Asero ha affrontato la moglie e l'ha colpita ripetutamente con un coltello. L'anziano è rimasto ferito nel tentativo di difendere Ada dall'aggressione del marito. Si è frapposto fra i due, riportando una lesione da arma da taglio a un braccio e si trova attualmente ricoverato nell'ospedale di Bronte. 

La donna era già morta quando sono arrivate le ambulanze del 118. Asero ha poi tentato il suicidio rivolgendo l'arma contro se stesso. E' stato trasportato con un elicottero del 118 nell'ospedale Cannizzaro di Catania, dove è stato sottoposto a un delicato intervento chirurgico. Indagano i carabinieri coordinati dalla Procura di Catania.

In passato, nel 2001, Asero era stato arrestato da carabinieri della compagnia di Randazzo per l'omicidio di Sergio Gardani, 32 anni, ucciso tre giorni prima in un agguato a Bronte che, secondo l'accusa, era maturato nell'ambito di una lotta interna a un clan locale per il controllo delle estorsioni e del traffico di sostanze stupefacenti. Asero, condannato all'ergastolo il 28 ottobre del 2003 in primo grado dalla Corte d'assise di Catania, era stato poi assolto con formula piena per non avere commesso il fatto.

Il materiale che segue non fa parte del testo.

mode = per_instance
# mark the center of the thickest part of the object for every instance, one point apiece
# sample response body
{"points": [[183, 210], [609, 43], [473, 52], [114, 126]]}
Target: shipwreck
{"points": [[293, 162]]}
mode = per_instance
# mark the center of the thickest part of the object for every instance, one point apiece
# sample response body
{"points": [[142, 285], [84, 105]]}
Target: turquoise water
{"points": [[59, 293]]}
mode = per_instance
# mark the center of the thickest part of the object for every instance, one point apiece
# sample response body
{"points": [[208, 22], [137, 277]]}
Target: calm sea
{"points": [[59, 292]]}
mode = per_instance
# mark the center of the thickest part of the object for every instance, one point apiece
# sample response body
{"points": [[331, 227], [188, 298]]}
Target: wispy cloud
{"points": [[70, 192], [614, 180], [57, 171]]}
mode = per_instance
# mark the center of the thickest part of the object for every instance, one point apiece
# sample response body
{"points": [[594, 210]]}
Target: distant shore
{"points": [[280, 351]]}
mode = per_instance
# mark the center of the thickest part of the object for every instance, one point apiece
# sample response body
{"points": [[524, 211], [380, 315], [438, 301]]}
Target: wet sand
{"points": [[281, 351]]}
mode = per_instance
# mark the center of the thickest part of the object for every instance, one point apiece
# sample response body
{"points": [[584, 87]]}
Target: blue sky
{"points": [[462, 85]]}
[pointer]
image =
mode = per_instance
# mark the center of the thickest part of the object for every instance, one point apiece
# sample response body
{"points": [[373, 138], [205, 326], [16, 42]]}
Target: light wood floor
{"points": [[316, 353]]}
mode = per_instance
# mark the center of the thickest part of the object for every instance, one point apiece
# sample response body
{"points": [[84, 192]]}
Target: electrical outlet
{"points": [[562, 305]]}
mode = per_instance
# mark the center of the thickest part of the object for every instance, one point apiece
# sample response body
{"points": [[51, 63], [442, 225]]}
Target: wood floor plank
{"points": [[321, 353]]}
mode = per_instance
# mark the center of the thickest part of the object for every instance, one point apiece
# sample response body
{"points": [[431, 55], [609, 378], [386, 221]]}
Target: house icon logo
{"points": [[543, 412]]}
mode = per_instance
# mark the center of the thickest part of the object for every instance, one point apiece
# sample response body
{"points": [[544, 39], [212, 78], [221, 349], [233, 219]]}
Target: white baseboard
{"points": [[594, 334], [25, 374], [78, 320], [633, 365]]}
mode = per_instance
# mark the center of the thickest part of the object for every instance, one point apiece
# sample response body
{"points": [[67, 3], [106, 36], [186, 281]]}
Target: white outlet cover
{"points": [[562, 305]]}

Un ennesimo caso di femminicidio in Sicilia che lascia sgomenti. Sindaco, amministrazione comunale e comunità di Maletto, con un post su Facebook: "Terrificante quanto avvenuto a Bronte senza pietà e alla luce del giorno. Ci stringiamo ancora increduli intorno ai familiari di Ada Rotini in questo momento di grande dolore".

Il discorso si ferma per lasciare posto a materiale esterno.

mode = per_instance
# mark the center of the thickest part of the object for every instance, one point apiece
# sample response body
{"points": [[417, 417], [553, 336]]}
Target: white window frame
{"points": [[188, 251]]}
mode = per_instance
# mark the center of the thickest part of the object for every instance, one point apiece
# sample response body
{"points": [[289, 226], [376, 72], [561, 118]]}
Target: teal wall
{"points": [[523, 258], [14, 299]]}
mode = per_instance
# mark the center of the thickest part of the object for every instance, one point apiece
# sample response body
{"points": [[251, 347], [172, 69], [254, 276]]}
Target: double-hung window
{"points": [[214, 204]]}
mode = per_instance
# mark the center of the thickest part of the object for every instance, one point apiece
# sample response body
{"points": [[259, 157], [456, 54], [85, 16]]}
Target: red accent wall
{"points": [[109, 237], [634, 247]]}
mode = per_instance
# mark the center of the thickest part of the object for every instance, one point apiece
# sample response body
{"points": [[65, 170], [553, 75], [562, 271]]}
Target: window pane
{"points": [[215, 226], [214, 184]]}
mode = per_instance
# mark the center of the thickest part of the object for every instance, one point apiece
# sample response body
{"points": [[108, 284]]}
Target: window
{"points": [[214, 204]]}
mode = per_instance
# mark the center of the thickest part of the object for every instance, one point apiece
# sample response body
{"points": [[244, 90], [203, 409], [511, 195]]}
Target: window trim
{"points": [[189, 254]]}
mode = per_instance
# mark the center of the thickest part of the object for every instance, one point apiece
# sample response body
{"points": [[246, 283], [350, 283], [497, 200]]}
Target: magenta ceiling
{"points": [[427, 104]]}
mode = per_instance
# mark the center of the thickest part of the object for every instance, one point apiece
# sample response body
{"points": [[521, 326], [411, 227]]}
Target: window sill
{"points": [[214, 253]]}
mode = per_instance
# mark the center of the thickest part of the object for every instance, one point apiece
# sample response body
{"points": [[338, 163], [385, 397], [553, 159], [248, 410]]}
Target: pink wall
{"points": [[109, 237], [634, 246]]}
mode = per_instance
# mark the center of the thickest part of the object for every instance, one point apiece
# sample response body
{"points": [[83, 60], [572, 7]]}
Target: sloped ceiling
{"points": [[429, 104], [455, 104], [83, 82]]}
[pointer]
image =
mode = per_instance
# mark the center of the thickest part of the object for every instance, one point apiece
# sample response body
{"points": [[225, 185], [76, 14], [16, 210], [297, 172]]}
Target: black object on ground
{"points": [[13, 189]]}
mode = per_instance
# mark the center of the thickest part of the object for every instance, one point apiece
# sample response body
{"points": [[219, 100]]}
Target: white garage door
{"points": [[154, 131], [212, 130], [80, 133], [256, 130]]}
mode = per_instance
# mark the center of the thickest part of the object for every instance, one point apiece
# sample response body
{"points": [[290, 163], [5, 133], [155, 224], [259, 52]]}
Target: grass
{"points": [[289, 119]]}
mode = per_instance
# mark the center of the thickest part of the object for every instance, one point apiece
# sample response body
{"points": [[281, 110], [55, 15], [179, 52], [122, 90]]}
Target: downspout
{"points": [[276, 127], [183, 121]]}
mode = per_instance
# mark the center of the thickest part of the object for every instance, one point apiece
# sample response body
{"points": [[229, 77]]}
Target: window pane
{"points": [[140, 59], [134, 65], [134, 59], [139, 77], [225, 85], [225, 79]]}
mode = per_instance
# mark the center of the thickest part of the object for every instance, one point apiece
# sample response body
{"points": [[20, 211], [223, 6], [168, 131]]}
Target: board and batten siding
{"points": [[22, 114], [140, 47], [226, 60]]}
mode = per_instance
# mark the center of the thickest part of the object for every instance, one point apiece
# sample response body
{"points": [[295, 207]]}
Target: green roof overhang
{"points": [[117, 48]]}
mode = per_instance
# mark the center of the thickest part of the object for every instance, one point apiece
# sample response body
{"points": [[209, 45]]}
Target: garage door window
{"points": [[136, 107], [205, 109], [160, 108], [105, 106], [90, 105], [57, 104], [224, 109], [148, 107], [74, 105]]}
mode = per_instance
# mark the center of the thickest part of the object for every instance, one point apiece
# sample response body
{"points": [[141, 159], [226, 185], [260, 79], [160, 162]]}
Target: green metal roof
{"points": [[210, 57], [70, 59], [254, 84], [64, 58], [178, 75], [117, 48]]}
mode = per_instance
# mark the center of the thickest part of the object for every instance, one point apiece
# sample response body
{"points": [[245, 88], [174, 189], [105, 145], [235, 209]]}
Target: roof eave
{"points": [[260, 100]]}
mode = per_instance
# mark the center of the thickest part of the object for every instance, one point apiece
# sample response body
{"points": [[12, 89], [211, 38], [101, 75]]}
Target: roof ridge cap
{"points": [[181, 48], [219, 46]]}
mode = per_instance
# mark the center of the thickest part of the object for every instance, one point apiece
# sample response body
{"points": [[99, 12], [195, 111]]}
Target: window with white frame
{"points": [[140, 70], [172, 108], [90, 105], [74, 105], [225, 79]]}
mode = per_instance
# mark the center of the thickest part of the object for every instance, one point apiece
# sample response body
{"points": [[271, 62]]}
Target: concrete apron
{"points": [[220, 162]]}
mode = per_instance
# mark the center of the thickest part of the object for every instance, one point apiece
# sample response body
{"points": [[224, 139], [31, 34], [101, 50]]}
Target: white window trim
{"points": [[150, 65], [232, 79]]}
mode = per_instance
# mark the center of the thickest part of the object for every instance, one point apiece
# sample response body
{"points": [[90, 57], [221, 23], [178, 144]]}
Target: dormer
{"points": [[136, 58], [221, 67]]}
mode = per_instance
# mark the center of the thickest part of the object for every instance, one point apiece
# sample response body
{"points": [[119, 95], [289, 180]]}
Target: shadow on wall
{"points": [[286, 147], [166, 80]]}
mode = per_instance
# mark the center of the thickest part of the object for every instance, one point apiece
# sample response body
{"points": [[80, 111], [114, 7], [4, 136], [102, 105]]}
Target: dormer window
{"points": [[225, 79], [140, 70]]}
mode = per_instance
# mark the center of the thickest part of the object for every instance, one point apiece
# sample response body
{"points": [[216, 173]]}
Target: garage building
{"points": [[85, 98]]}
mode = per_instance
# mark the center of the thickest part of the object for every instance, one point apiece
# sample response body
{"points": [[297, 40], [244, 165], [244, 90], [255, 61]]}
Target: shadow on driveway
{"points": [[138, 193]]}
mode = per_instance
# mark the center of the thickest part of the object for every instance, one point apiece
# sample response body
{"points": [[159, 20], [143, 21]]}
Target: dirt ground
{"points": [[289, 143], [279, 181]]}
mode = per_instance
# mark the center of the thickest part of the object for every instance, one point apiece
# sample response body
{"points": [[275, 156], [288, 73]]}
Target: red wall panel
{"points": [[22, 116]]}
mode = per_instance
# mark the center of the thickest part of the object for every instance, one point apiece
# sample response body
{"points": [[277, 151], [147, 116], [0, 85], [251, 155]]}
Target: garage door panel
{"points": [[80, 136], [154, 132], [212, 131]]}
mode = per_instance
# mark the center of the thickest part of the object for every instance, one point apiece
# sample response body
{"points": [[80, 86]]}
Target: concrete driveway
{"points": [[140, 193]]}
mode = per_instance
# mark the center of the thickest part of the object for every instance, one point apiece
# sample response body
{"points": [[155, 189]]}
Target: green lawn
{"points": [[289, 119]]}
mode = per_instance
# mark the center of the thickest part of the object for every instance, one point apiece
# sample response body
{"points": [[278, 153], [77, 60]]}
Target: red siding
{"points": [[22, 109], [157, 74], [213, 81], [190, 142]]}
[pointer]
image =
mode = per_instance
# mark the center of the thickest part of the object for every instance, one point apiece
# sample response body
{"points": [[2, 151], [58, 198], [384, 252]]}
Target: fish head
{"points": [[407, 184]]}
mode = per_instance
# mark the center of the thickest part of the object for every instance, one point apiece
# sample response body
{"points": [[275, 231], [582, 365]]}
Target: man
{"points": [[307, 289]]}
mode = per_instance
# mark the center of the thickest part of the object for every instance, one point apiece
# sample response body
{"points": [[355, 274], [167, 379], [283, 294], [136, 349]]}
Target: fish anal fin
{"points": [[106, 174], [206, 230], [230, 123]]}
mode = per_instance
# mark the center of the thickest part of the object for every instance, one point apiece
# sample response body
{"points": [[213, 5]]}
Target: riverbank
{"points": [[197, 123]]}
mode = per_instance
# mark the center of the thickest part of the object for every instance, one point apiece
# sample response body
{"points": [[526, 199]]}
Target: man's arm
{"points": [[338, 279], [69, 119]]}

"La catena di odio e sangue non si spezza, anzi si allunga ogni giorno di più. E sta soffocando le donne, le loro speranze, la loro vita -  aggiungono Uil Sicilia e Catania - Non si sono ancora asciugate le lacrime di rabbia e dolore per Vanessa, uccisa ad Acitrezza e già veniamo travolti da un'altra tragedia, sempre in provincia di Catania. Temiamo un inquietante effetto di emulazione. Chi puo' e deve intervenire lo faccia adesso, subito. Il nostro appello e' rivolto a magistratura e forze dell'ordine, ma soprattutto alla politica perchè è sempre più evidente che il Codice Rosso e le nuove norme antiviolenza non bastano a frenare questo massacro. Non c'è davvero più tempo da perdere".